Fiji football legend returns home to captain first pro club
Fiji football legend returns home to captain first pro club / Photo: © AFP

Fiji football legend returns home to captain first pro club

Roy Krishna is unfazed by the heat. "PNG will be hotter," the 38-year-old striker quips from the sidelines of a training pitch, his eye on fixtures in Papua New Guinea.

Text size:

Still, the muggy morning session has the Bula FC squad sweating heavily at the club's base in Ba, a town on Fiji's main island in a northern coastal area known for its sugarcane farms.

It is here that the country's greatest footballer of all time wants to pass on the lessons of an improbable career.

Just getting into professional football was "very hard", the Bula FC captain says.

He signed his first contract at the age of 26, transferring in 2014 to New Zealand-based side Wellington Phoenix to play in Australia's A-League.

That feat alone was remarkable for a player from Fiji, a footballing minnow that Krishna had left years earlier to play semi-professionally.

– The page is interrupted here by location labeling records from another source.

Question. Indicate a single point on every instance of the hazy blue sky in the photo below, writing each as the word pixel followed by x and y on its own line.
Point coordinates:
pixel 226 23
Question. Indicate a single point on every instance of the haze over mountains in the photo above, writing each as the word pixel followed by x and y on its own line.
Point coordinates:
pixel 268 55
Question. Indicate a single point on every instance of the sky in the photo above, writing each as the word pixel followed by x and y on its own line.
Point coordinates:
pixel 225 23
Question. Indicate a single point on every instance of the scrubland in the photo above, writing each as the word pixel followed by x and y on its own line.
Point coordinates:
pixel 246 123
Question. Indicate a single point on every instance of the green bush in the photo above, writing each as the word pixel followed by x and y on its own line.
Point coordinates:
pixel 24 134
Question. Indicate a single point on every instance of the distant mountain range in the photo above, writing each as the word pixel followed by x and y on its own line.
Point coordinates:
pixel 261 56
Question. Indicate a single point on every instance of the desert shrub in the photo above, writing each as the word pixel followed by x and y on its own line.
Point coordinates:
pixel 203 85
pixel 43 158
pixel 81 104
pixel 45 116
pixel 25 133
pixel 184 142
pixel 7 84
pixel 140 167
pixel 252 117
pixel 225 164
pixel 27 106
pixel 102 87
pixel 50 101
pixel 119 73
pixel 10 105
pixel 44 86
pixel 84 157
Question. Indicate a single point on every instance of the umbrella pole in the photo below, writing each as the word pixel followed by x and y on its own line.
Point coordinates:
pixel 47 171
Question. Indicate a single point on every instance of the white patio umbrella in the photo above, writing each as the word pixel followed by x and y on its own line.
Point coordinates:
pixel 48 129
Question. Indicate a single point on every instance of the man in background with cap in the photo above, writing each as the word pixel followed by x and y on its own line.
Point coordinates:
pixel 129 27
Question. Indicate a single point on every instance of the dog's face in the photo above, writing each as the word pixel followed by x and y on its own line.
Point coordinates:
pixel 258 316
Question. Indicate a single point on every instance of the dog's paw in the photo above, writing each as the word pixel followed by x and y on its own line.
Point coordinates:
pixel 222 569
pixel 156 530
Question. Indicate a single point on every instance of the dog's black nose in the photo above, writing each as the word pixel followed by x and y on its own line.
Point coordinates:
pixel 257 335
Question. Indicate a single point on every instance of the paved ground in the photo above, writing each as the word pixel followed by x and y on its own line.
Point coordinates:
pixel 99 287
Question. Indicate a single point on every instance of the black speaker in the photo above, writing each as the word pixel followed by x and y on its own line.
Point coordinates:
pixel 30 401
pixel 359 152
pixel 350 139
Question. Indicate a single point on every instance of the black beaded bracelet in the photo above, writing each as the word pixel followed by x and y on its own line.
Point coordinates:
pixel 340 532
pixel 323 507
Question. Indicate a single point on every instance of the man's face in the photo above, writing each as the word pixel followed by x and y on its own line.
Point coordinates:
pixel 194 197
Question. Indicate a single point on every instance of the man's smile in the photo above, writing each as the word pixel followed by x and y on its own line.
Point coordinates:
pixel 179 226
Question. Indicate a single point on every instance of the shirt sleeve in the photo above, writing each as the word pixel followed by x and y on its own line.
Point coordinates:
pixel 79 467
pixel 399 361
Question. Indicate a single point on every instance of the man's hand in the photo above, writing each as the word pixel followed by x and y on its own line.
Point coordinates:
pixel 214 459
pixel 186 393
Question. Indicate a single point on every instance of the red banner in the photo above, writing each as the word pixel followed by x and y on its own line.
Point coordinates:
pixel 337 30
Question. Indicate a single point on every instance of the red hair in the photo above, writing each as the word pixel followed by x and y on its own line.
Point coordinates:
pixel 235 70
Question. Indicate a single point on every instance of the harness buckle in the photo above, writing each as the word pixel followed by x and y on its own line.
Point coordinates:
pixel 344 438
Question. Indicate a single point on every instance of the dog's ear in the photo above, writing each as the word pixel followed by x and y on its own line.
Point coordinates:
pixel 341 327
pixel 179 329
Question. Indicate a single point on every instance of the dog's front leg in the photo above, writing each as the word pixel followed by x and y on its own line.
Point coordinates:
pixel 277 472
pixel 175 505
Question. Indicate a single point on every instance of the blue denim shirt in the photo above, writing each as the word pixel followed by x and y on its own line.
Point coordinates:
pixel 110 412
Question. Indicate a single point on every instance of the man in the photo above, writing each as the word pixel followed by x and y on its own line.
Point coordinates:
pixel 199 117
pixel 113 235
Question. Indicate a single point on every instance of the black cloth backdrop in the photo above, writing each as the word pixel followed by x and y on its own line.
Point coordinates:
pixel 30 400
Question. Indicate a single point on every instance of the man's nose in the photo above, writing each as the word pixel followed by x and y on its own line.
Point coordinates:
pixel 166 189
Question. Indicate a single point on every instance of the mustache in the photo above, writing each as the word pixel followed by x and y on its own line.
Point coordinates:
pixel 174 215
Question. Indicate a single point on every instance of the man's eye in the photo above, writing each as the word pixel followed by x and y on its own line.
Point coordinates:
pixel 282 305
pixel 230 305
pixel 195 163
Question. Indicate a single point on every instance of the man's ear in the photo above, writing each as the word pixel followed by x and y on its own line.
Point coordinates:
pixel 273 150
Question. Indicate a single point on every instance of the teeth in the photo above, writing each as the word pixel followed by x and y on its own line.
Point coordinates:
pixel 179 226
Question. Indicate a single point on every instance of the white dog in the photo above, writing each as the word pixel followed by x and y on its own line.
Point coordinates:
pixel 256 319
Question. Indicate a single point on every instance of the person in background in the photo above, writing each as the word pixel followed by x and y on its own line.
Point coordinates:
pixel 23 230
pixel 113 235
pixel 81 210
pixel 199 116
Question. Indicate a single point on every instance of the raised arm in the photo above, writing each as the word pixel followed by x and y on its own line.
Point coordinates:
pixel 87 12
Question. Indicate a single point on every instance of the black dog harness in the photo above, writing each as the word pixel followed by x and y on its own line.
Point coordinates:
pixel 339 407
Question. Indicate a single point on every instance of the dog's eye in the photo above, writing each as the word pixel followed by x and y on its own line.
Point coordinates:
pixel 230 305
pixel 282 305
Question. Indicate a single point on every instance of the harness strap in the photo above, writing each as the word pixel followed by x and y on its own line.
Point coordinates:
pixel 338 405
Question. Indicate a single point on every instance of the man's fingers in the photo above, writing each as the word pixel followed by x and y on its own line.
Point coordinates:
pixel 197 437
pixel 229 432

His 51 goals in just over 120 appearances for the Phoenix -- which included Golden Boot honours and the award for the league's best player -- earned him a place in Pacific football folklore.

- 'Don't go' -

A return home looked unlikely. But after six years in India, where he won a top division title and on three occasions finished as the league's joint-highest scorer, Krishna wanted to spend more time with his daughter in Fiji.

"She's just turned four and now she's having a proper conversation with me: 'Don't go, stay, where are you going?'," he says.

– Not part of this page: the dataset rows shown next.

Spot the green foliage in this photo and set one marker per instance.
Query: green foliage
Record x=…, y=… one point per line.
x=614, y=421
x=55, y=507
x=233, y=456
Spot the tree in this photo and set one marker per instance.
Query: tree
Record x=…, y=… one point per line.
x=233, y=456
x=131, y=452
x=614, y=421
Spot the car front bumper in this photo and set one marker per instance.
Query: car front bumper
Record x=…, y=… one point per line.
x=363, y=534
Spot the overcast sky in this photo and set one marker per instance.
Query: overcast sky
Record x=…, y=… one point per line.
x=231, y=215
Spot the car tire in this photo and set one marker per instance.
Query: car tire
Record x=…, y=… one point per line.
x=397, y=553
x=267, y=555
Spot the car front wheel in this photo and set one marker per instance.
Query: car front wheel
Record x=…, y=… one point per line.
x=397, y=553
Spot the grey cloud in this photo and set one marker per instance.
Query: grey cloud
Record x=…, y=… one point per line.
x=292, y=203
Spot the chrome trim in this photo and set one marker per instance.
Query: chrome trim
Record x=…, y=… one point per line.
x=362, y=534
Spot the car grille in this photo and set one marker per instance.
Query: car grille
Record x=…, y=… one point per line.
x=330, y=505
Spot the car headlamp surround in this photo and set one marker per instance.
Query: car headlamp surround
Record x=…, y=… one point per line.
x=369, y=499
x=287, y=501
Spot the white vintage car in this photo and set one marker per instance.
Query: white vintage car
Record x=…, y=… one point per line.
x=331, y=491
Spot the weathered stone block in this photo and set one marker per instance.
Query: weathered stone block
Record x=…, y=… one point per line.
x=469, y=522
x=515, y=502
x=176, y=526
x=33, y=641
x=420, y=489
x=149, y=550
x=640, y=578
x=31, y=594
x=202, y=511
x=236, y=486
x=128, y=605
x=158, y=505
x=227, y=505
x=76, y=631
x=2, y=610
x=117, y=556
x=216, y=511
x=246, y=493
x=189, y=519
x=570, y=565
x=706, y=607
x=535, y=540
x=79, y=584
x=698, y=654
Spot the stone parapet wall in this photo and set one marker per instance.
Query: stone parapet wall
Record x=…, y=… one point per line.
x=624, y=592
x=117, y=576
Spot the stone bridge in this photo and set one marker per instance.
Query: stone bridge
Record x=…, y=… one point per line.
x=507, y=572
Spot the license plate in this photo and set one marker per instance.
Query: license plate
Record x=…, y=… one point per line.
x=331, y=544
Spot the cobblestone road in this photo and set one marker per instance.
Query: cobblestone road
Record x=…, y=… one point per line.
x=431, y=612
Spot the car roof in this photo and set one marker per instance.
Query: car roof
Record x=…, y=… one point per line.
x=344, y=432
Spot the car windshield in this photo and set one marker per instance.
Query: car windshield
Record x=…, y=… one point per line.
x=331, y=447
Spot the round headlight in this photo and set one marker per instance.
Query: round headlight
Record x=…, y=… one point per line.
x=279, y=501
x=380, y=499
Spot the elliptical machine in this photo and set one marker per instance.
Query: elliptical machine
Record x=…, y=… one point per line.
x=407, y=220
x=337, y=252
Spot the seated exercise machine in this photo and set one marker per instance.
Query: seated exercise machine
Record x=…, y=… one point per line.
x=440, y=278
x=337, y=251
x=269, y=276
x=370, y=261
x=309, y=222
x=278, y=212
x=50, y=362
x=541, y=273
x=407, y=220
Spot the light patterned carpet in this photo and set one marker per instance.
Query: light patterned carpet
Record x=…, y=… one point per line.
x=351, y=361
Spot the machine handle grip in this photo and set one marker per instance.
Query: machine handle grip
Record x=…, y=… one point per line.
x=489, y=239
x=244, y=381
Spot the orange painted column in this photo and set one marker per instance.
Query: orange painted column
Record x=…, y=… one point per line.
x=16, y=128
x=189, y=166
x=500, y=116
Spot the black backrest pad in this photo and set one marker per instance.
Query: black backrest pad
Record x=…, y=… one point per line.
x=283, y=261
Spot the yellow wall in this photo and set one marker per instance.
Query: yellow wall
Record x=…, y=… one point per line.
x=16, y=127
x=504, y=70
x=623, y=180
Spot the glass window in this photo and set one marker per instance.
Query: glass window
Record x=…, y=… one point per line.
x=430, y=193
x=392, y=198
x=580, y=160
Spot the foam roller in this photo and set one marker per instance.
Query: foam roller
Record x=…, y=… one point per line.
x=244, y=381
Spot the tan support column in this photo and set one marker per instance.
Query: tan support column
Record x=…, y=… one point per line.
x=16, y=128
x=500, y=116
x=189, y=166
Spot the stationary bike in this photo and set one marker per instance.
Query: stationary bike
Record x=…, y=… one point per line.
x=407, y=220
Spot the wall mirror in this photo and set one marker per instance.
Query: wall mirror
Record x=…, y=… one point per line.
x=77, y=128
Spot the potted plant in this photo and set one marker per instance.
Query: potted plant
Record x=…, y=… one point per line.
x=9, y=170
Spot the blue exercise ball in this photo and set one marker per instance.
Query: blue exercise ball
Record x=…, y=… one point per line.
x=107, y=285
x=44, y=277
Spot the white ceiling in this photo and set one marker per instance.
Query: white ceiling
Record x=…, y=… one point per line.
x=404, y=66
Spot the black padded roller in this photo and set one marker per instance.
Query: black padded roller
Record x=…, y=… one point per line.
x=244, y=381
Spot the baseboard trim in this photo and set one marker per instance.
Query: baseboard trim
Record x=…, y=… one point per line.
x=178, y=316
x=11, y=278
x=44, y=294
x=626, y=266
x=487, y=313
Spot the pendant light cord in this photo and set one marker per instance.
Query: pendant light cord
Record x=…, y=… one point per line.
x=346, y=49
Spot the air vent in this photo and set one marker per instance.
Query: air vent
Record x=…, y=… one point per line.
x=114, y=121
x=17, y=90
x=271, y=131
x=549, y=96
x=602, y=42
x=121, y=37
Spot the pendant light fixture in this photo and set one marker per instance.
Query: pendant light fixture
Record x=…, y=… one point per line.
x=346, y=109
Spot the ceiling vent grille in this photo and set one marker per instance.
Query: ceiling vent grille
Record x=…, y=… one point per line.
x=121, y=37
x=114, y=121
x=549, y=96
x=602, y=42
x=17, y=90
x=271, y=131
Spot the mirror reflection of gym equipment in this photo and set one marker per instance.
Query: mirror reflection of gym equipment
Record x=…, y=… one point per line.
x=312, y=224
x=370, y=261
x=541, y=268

It helps that Fiji now has its first professional club, which only launched a few months ago.

Bula FC, where Krishna's wife is a senior executive, announced his signing in December for its participation in the inaugural season of the Oceania Football Confederation Pro League.

The FIFA-supported competition aims to help players from the likes of Vanuatu, the Solomon Islands and Tahiti forge careers in the world game.

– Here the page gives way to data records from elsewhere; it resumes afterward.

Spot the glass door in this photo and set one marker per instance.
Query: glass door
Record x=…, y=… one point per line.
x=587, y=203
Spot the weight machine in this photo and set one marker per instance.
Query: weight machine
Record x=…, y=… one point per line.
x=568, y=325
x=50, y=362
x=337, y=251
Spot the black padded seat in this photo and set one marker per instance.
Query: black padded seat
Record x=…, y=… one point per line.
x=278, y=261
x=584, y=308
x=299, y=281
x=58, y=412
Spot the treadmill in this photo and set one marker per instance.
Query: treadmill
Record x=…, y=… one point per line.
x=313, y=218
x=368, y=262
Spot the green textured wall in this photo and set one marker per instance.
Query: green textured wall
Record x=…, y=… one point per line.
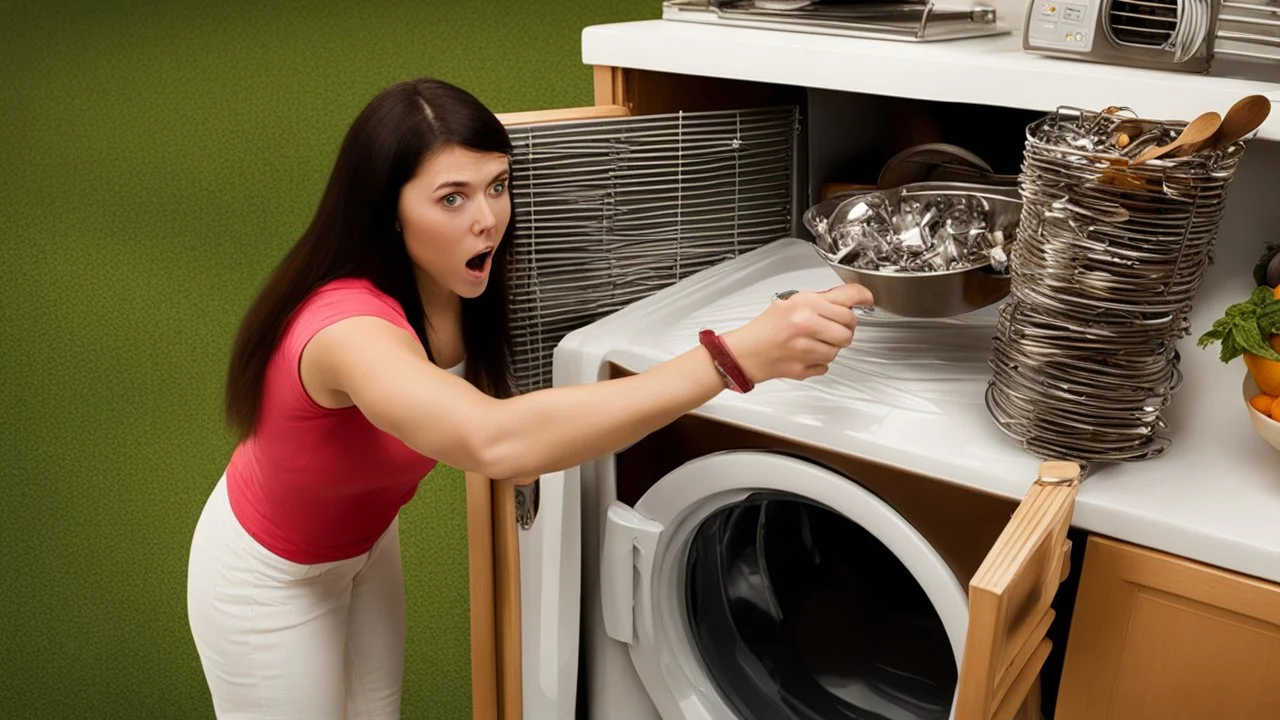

Krishna has had to set the standards for a squad mostly made up of players who have never trained full-time.

"I wanted to tell them football is not just on the pitch, it's outside the pitch. How to look after yourself -- sleeping, the diet, what you eat, who you're hanging out with," he says.

"Here you think... you can go and drink kava and party the whole night and then come on Monday and train," he says, referring to the mildly intoxicating root drink that is traditional in the South Pacific.

"It doesn't work like that."

- 'Just smile' -

Head coach Stephane Auvray, 44, admits some were "a little clueless and naive" about the demands.

"We make a lot of stoppages (in training), so it gives us time to... make sure the players who need to be guided are guided," Auvray says.

One of those enjoying the input of Fiji's most-capped player is 16-year-old Maikah Dau, a softly spoken, silky midfielder whose father played alongside Krishna in the national team.

Dau, the youngest in the squad, says Krishna had given him plenty of encouragement.

"In the first game, he told me to go out there and just smile and just do what I do," he says.

Krishna says the players have a great opportunity to get "in the system" of professional football and "not just play in Oceania -- go abroad, go in Asia, go in Europe and follow your dreams".

"Anything is possible," he says, drawing on his own experience growing up in a rural farming community in Labasa, on Fiji's second-largest island.

"It doesn't matter where you live, in the island or in the interior or (where) there's no internet or nothing... it will only disappoint you if you don't work for it."

Krishna accepts he is entering his final playing years, even if physically he still has the same muscular build and low centre of gravity that have made him a robust but agile forward.

His advice for his younger teammates getting their first taste of professional football is simple. "I just want these young boys to enjoy every moment of it," he says.